Loan Default Risk

Predicting Risk of Loan Default

In this example, we use the dataset from the FICO Explainable Machine Learning Challenge to compare the performance of Optimal Trees to XGBoost, and also compare the interpretability of the resulting trees to other approaches for model explainability (LIME and SHAP).

The challenge used a dataset of home equity line of credit (HELOC) applications made by real homeowners. A HELOC is a line of credit typically offered by a bank as a percentage of home equity (the difference between the current market value of a home and its purchase price).
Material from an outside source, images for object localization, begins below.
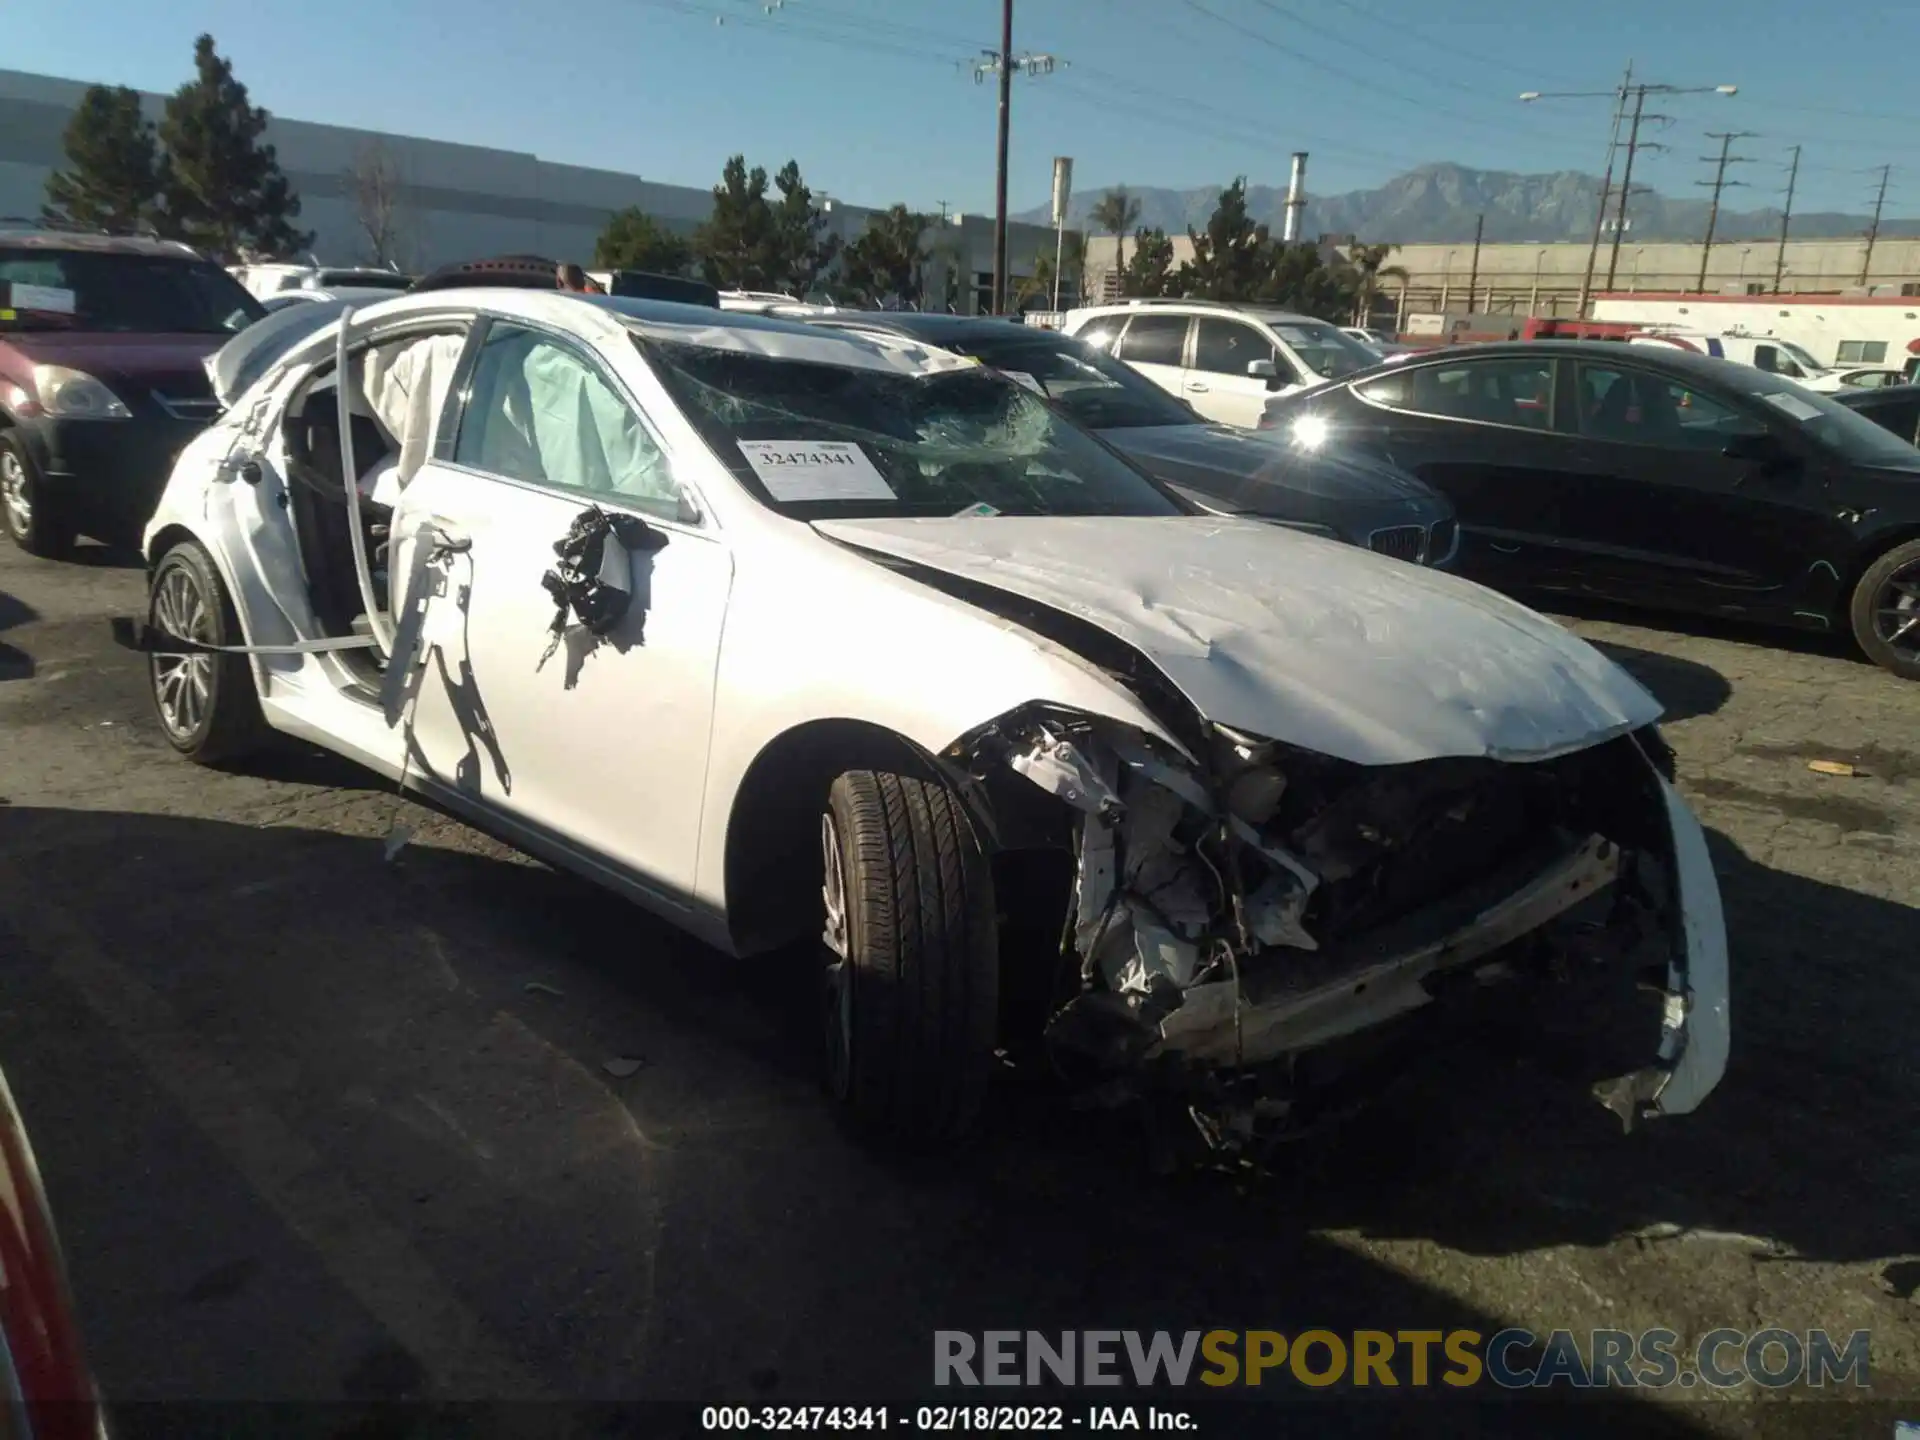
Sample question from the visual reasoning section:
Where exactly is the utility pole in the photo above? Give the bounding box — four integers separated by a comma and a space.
970, 6, 1058, 316
1695, 131, 1755, 292
1605, 87, 1663, 292
1772, 145, 1800, 294
1577, 61, 1633, 319
1465, 213, 1484, 314
1521, 75, 1737, 296
991, 0, 1012, 314
1861, 164, 1892, 287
The customers in this dataset have requested a credit line, and the fundamental task is to use the information about the applicant in their credit report to predict whether they will repay their HELOC account within 2 years. This prediction is then used to decide whether the homeowner qualifies for a line of credit and, if so, how much credit should be extended.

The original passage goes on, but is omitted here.